Sunday, February 01, 2009


This week's speed read selection is Moose: A Memoir of Fat Camp by Stephanie Klein. In this effort, Klein chronicles her experience as an overweight child and teenager. Klein is brutally frank about the way her family, friends and peers treat her. It was a heartbreaking book to read and made me think twice about how quick I am to judge those whose appearance is counter to what I consider healthy or beautiful or appropriate. This book is a quick read that will not be quick to leave your memory.

Thursday, January 29, 2009

I have always enjoyed lace. The Gunne Sax dresses that were popular when I was in jr. high always had more lace trim than was probably tasteful around the cuffs and necklines and bodices and that made me love them all the more. My dream wedding gowns, whose pictures I cut out of bridal magazines and pasted into "When I Get Married" scrapbooks inevitably had full skirts made entirely of lace. I loved ballet costumes and christening gowns, purely on lace value alone. The only major problem I have with lace is that I am a complete klutz and no matter how careful I am, I will step on a hem or put my finger through some trim and put a hole right through the most fragile part of the fabric.
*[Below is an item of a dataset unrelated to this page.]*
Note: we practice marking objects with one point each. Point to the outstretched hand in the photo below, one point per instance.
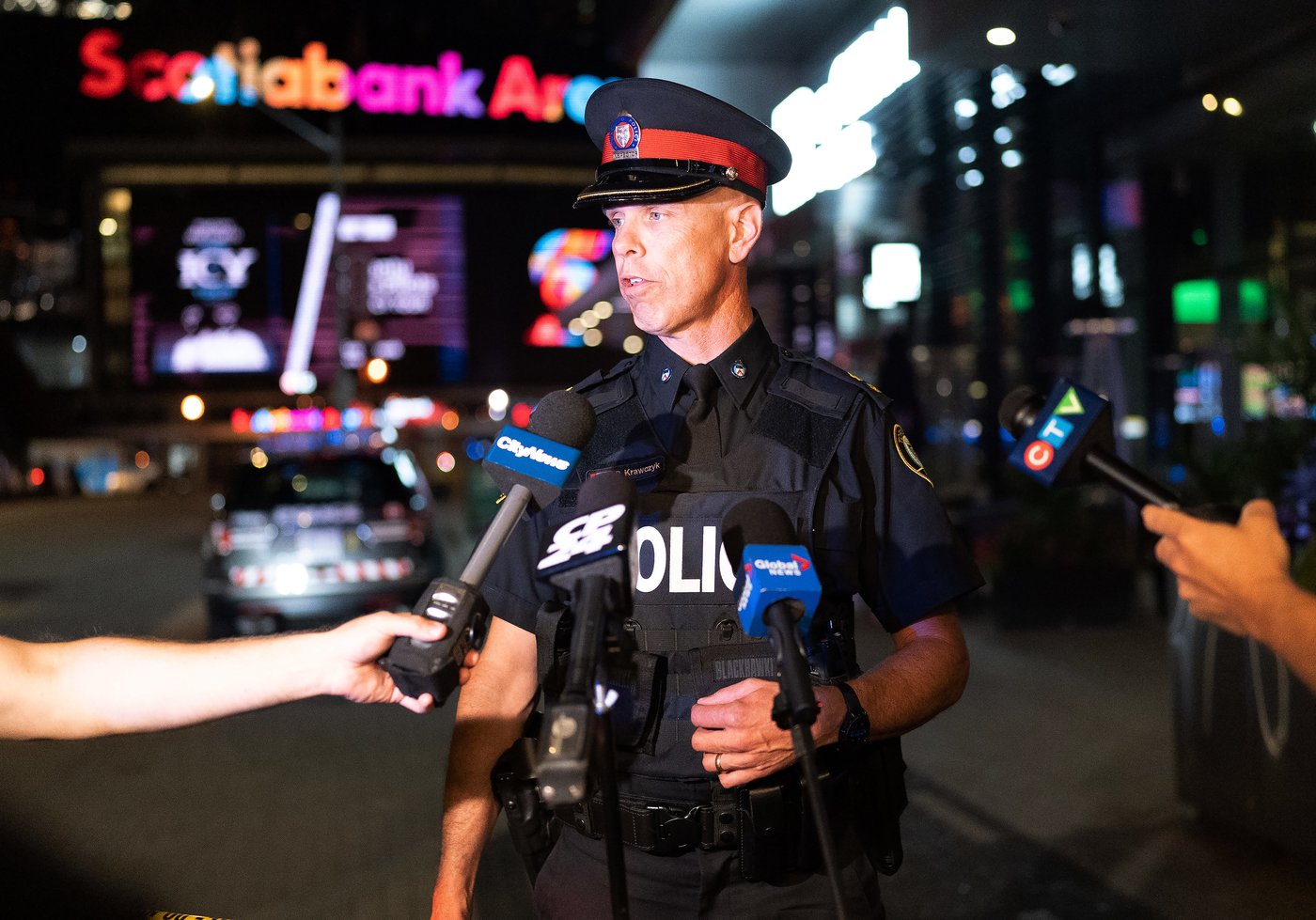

Drats. Then what usually happens is that the lace slowly starts to fray. First, the threads are slow in loosening and coming out of their carefully constructed patterns, but they pick up speed and soon I am left with a partial design surrounded by jagged edges and loose threads. What started out as something beautiful or interesting becomes a big old mess.

That is sort of how I felt about the book The Lace Reader by Brunonia Barry. It's the story of Towner Whitney and her family of Salem women who can read the future in the patterns in lace. This story is filled with twists and turns as complicated as the lace that serves as its motif. It has family secrets, romance, violence, witchcraft, religious zealots, mental illness and a garden. The whole time reading it I kept thinking "Oh, I'm sure this event will lead to something. I should remember it." By the end of the novel, I had all these threads I was hanging onto, trying to weave them all into a picture or pattern. The problem I found was that many of the threads had no place in the finished product and left me with a tangley mess. It was a nice effort and I could see where Barry wanted to go with it, but I think that maybe, like the Gunne Sax dresses of my youth, she put on a little too much trim.

Saturday, January 17, 2009

It seems as if I have hit a dry spell, folks. I wander up and down the aisles of the library and nothing jumps off the shelf at me, begging to be read. I found out this week that one of my favorite independent bookstores is closing in June. The idea of spending money at a big box bookstore makes me feel more than a little sad. What's going on? How can I not have anything to read?